Enumerating all 3-tuples

[Ben Bacarisse]

bartc <bc at freeuk.com> writes:

> On 10/03/2018 20:06, Ben Bacarisse wrote:
>>> On 10/03/2018 14:23, Ben Bacarisse wrote:
<snip>
>>>> Off topic: I knocked up this Haskell version as a proof-of-concept:
>>>>
>>>>     import Data.List
>>>>
>>>>     pn n l = pn' n (map (:[]) l)
>>>>              where pn' n lists | n == 1 = lists
>>>>                                | otherwise = diag (pn' (n-1) lists) lists
>>>>                    diag l1 l2 = zipWith (++) (concat (inits l1))
>>>>                                              (concat (map reverse (inits l2)))
>>>>
<snip>
>> but, as I've said, the order of the results is not the usual one (except
>> for pairs).

> OK. I ran it like this:
>
>  main = print (take 20 (pn 3 [1..]))
>
> But I'm trying to understand the patterns in the sequence.
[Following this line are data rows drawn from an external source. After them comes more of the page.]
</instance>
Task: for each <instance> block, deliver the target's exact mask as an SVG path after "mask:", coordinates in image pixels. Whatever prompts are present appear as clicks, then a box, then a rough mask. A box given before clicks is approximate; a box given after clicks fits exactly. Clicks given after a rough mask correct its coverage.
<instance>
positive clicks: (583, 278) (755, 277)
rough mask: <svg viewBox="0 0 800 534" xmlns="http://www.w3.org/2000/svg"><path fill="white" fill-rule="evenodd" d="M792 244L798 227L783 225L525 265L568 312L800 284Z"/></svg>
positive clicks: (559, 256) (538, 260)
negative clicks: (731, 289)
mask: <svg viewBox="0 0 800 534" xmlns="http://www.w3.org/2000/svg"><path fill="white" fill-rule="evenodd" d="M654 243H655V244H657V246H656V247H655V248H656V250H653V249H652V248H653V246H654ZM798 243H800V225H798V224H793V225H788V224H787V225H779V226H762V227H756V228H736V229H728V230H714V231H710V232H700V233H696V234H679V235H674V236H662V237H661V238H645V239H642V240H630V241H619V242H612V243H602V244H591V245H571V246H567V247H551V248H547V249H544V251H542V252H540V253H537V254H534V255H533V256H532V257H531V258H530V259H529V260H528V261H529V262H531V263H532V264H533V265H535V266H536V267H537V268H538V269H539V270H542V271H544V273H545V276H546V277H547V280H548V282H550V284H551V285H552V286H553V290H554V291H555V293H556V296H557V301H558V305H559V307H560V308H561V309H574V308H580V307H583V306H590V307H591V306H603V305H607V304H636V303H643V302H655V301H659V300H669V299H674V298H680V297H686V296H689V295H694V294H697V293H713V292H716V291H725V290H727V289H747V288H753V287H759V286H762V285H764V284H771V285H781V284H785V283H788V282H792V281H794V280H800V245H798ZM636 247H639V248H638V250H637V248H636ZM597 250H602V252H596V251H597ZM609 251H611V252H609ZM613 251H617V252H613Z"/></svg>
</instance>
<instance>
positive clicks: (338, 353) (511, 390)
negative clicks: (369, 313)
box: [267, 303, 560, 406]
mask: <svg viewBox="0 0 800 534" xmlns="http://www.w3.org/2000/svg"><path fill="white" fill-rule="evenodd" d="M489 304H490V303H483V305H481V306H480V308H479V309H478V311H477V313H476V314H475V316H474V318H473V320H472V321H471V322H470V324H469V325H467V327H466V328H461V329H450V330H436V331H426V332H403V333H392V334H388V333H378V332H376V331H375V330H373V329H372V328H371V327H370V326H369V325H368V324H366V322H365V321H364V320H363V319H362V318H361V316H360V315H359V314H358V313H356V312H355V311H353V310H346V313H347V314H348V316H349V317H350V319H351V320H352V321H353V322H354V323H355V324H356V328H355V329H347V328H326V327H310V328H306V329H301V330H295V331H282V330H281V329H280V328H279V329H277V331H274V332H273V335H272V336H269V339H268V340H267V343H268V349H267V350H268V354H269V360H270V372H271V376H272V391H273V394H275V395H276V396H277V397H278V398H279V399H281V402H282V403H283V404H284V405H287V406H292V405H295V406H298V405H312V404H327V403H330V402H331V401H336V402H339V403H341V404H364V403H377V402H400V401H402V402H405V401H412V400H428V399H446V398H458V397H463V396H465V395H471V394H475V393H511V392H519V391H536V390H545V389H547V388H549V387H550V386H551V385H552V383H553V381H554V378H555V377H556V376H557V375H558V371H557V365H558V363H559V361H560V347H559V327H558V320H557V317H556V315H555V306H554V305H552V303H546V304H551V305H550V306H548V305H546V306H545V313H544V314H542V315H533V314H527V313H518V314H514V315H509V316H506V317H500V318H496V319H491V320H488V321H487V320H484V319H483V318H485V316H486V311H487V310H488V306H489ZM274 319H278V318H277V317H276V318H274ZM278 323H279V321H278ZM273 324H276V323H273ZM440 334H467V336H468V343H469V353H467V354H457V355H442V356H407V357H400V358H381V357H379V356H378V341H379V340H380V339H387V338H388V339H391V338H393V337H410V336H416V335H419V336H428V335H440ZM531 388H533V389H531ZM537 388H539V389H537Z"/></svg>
If I use:
>
>  main = print (take 50 (pn 2 [1..]))
>
> then group the results into sets of 1, 2, 3, etc pairs, showing each
> group on a new line, then this gives sequences which are equivalent to
> the diagonals of the OP's 2D grid. (Except they don't alternate in
> direction; is that what you mean?)

Yes, the pattern for pairs (pn 2 [1..]) is the normal one (one of them
anyway).  In the 2D grid the diagonals are lines of equal sum (for a
numeric grid, of course) and all the pairs that sum to x appear before
those that sum to x+1:

*Main> take 28 $ map sum $ pn 2 [1..]
[2,3,3,4,4,4,5,5,5,5,6,6,6,6,6,7,7,7,7,7,7,8,8,8,8,8,8,8]

The recursive step breaks this rule.  I'm sure there's a better rule,
but it's getting more and more off-topic...

-- 
Ben.